Время в старом доме тянулось мучительно медленно. Когда-то давным-давно Каролин просто обожала этот старый особняк на Уотер-стрит, даже позволяла себе мечтать о нереальном — о том, что в один прекрасный день она станет его хозяйкой. Этот дом был в семействе Макдауэллов чем-то вроде ценного приза, передававшегося из поколения в поколение. Величественное и элегантное здание на Уотер-стрит, с широким крыльцом и видом на залив и острова, могло принадлежать только избранным, сильным мира сего, иными словами, Макдауэллам. Наследники были готовы перегрызть друг другу из-за него глотку, и хотя Салли вот уже почти десять лет не бывала здесь, она ни на минуту не ослабила своей хватки, не позволяя другим завладеть этим домом.
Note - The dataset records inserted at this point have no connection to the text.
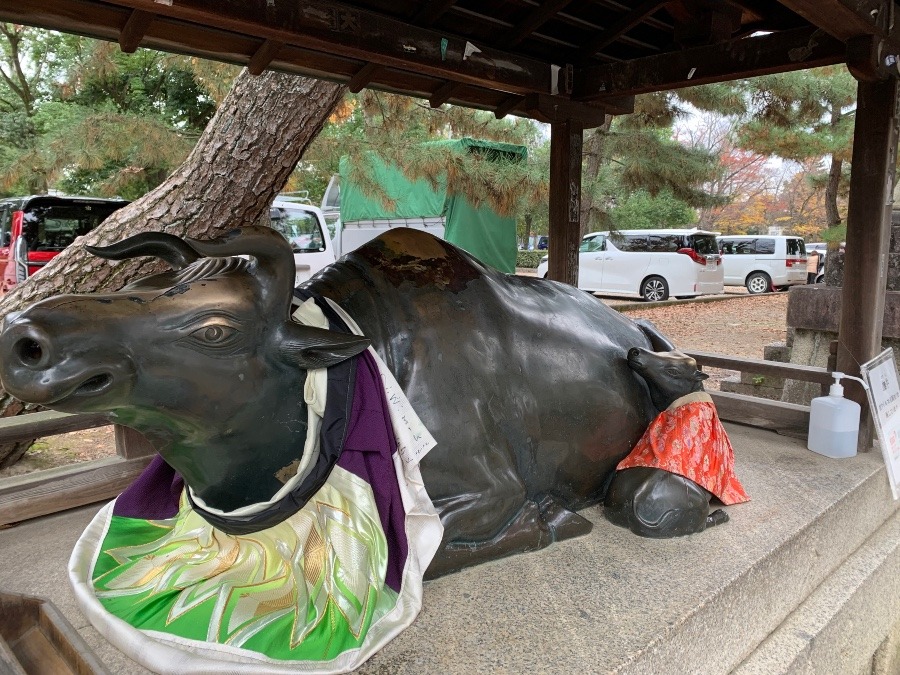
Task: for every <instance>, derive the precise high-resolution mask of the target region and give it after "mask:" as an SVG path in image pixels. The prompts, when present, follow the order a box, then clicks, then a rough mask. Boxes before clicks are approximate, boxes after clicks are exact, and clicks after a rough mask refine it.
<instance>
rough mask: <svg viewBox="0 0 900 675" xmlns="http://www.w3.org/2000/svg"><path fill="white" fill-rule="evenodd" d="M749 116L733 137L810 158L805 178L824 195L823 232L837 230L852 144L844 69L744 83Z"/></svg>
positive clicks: (850, 120)
mask: <svg viewBox="0 0 900 675" xmlns="http://www.w3.org/2000/svg"><path fill="white" fill-rule="evenodd" d="M744 84H745V87H746V89H747V91H748V93H749V96H750V100H751V107H750V112H751V114H752V117H751V119H750V121H749V122H747V123H746V124H744V125H743V127H742V129H741V130H740V132H739V136H738V138H739V142H740V144H741V145H742V146H743V147H746V148H749V149H751V150H754V151H755V152H759V153H762V154H764V155H770V156H777V157H782V158H784V159H788V160H794V161H796V162H801V163H804V162H808V160H811V159H815V160H820V161H821V162H822V167H823V168H822V170H821V171H819V172H814V173H812V174H809V175H808V176H807V178H808V179H809V180H810V181H811V182H812V183H813V184H814V185H816V186H819V187H821V188H822V189H824V192H825V221H826V222H825V223H823V225H824V226H825V227H826V228H839V227H841V224H842V220H843V219H842V216H841V213H840V209H839V198H840V196H841V195H842V193H844V192H845V184H846V178H847V175H849V172H847V171H846V168H847V164H848V162H849V161H850V157H851V152H852V141H853V114H854V110H855V105H856V82H855V80H854V79H853V77H852V76H851V75H850V73H849V72H848V71H847V69H846V68H845V67H844V66H828V67H825V68H816V69H813V70H800V71H796V72H793V73H781V74H778V75H768V76H765V77H759V78H754V79H752V80H746V81H744Z"/></svg>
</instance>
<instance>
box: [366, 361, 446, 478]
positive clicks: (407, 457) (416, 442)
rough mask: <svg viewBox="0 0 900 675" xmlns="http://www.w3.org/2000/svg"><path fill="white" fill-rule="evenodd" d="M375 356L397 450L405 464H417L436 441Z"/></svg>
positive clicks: (397, 385)
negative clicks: (404, 462)
mask: <svg viewBox="0 0 900 675" xmlns="http://www.w3.org/2000/svg"><path fill="white" fill-rule="evenodd" d="M370 349H371V347H370ZM372 351H373V352H374V350H372ZM375 358H376V360H377V361H378V370H379V372H380V373H381V381H382V383H383V384H384V395H385V398H387V402H388V412H389V413H390V416H391V423H392V424H393V425H394V435H395V436H396V437H397V452H398V453H399V454H400V457H401V458H402V459H403V461H404V462H405V463H406V464H408V465H413V464H418V463H419V462H420V461H421V459H422V458H423V457H424V456H425V455H427V454H428V451H429V450H431V449H432V448H433V447H434V446H435V445H437V441H436V440H434V436H432V435H431V432H429V431H428V429H426V428H425V425H424V424H422V420H420V419H419V416H418V415H417V414H416V411H415V410H413V407H412V405H410V403H409V399H408V398H406V394H404V393H403V390H402V389H401V388H400V385H399V384H397V380H395V379H394V376H393V375H392V374H391V372H390V371H389V370H388V369H387V366H386V365H385V364H384V362H383V361H382V360H381V359H380V358H379V357H378V355H377V354H376V355H375Z"/></svg>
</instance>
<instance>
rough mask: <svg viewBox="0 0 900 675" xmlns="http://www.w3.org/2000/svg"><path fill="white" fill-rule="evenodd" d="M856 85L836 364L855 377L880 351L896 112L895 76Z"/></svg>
mask: <svg viewBox="0 0 900 675" xmlns="http://www.w3.org/2000/svg"><path fill="white" fill-rule="evenodd" d="M857 87H858V88H857V107H856V123H855V128H854V132H853V133H854V135H853V159H852V168H851V173H850V202H849V208H848V213H847V248H846V254H845V256H844V282H843V284H844V285H843V290H842V292H841V323H840V328H839V332H838V350H837V369H838V370H839V371H841V372H844V373H847V374H849V375H856V376H857V377H858V376H859V366H860V364H862V363H864V362H866V361H868V360H869V359H871V358H872V357H874V356H875V355H877V354H878V353H879V352H881V335H882V322H883V320H884V296H885V288H886V287H887V264H888V247H889V244H890V236H891V207H892V205H893V190H894V165H895V159H896V152H897V127H898V119H900V117H898V109H897V105H898V99H897V94H898V87H897V79H896V78H893V77H892V78H889V79H886V80H881V81H876V82H862V81H861V82H859V83H858V85H857ZM844 392H845V395H846V396H847V397H848V398H852V399H853V400H855V401H856V402H857V403H859V404H860V405H861V406H862V407H863V411H867V410H868V402H867V400H866V395H865V392H864V391H863V390H862V388H861V387H859V386H857V385H856V384H847V385H846V387H845V389H844ZM868 419H869V415H868V414H866V413H865V412H864V414H863V421H864V424H863V427H862V429H863V433H861V434H860V448H861V449H868V448H869V447H871V440H872V427H871V424H870V423H865V420H868Z"/></svg>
И вот теперь дом перейдет Пэтси или Уоррену. Или же Алексу, если только тот захочет. Он сказал, что наследство его не интересует, однако мог и соврать, кисло подумала Каролин. И кто же откажется от такого прекрасного особняка, как этот.

Разве что она сама. Эта мысль шокировала и одновременно принесла облегчение. Да-да, ей ничего не стоит бросить этот старый особняк в Эдгартауне со всей его историей и антиквариатом. Дом был огромный, в свое время его построил капитан для своего многочисленного семейства, но детские голоса не звенели под его сводами вот уже несколько поколений, даже когда Алекс и все они были детьми. Даже в детстве им не разрешалось бегать, шуметь, устраивать беспорядок, запрещалось все, что могло нарушить покой и красоту дома. Это был мертвый дом. Каролин поняла, что с легкостью откажется от него так же, как и от своей принадлежности к Макдауэллам. Это был жестокий урок, который ей преподала жизнь, и она была рада, что усвоила его, когда ей всего тридцать один, а не позднее. То, чего вам хочется больше всего, часто оказывается абсолютно пустым и ненужным.

Она посмотрела через комнату на Алекса — тот растянулся в плетеном кресле. По мнению Каролин, это было крайне неудобное кресло, хотя Алекс этого, кажется, не замечал. Глаза его были закрыты, однако Каролин была не настолько наивна, чтобы поверить, что он спит. И все же это дало ей возможность не торопясь рассмотреть его. Внутренний голос подсказывал, что другого такого раза, возможно, уже не будет.

Пустой и ненужный. Да, он именно таков, а также красивый, бесчестный и патологический эгоист. Но ее к нему непреодолимо тянуло всю ее жизнь. Он значит для нее больше, чем семья, больше, чем все Макдауэллы, вместе взятые, больше, чем этот столетний фамильный мавзолей на морском берегу.